“Where are you going?” asked Eusebe.

“My friend,” responded the cicerone, “the best way to arrive anywhere is not to know where you are going.”


CHAPTER XXXII.

“Hold!” said Clamens. “Do you see this expanse of asphaltum, which extends from where we stand to the Chaussée d’Antin?”

“Yes,” replied Eusebe: “it is the Boulevard des Italiens.”

“Just so. Well, all humanity is represented in this narrow space, which is hardly more extensive than your father’s garden. Take a seat, and observe, and in one hour you will know Paris as well as if you had made it; and Paris is the universe. The other cities of the world, such as Bordeaux, Lyons, London, Berlin, Rome, and St. Petersburg, are rivers for which Paris is the sea. Every variety of the human species flows hither, to roll and writhe, like furious waves, in that sublime tempest which we call life. You wish to investigate this billowy mass. You will find nothing there but froth and foam, or you will drown yourself for want of that life-preserver which is called experience.”
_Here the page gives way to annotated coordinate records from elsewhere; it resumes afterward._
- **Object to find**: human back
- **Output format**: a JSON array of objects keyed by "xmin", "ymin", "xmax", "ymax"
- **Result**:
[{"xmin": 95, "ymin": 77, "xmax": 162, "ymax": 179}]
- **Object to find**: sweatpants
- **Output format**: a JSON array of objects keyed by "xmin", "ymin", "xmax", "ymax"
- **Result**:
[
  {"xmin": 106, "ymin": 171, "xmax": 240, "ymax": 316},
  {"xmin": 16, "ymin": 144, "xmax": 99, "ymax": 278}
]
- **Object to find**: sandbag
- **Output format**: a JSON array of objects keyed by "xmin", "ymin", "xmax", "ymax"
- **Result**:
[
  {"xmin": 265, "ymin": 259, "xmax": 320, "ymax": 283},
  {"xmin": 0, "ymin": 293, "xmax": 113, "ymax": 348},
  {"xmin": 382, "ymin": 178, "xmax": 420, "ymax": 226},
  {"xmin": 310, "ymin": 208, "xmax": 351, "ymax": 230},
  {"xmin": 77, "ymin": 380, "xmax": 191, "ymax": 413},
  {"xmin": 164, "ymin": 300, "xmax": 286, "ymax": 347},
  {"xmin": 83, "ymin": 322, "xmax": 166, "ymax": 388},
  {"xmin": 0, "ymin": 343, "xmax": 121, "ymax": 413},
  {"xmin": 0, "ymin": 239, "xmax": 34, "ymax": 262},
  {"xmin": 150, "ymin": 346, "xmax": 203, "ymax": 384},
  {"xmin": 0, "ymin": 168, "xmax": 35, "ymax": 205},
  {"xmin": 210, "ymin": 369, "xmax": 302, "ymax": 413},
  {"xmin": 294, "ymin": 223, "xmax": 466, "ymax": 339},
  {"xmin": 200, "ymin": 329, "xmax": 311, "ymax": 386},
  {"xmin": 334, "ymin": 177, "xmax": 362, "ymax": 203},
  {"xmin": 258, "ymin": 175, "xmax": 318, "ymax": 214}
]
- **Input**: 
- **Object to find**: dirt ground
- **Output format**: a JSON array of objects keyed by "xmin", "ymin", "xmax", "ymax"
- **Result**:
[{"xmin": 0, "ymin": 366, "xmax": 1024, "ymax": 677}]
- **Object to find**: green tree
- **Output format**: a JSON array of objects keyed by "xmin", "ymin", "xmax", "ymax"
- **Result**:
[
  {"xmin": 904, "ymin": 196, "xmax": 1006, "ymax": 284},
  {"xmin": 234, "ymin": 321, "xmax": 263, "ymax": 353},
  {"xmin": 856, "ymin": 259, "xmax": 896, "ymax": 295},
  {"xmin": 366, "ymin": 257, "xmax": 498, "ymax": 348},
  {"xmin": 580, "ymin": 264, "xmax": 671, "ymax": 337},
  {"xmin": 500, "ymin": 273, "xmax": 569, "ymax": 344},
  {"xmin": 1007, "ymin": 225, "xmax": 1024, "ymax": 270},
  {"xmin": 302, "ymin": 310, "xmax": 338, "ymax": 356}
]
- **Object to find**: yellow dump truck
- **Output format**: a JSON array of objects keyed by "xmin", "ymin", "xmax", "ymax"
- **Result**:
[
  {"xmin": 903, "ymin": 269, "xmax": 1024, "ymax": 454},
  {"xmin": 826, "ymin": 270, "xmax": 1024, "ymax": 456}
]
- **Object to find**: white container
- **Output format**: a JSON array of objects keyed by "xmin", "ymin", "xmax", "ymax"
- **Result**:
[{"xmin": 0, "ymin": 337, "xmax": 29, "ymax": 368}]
“Better to drown oneself at once than to die of weariness on a rock whence nothing but a void is visible; but, indeed, it seems to me we are employing very large words to speak of very small things.”

“Ah,” rejoined Clamens, “there is nothing insignificant in this world. A drop of water may save a man; three may kill him; a hundred will fill a gutter; a thousand will form a rivulet. Multiply ten times these numbers by themselves, and you will have a torrent which may inundate France. Men are like drops of water. Look at them separately, and you see nothing terrible; but when, by a mysterious free-masonry, they assemble and arrange themselves according to their vices, their merits, their passions, or their aspirations, they can convulse society to its very centre.”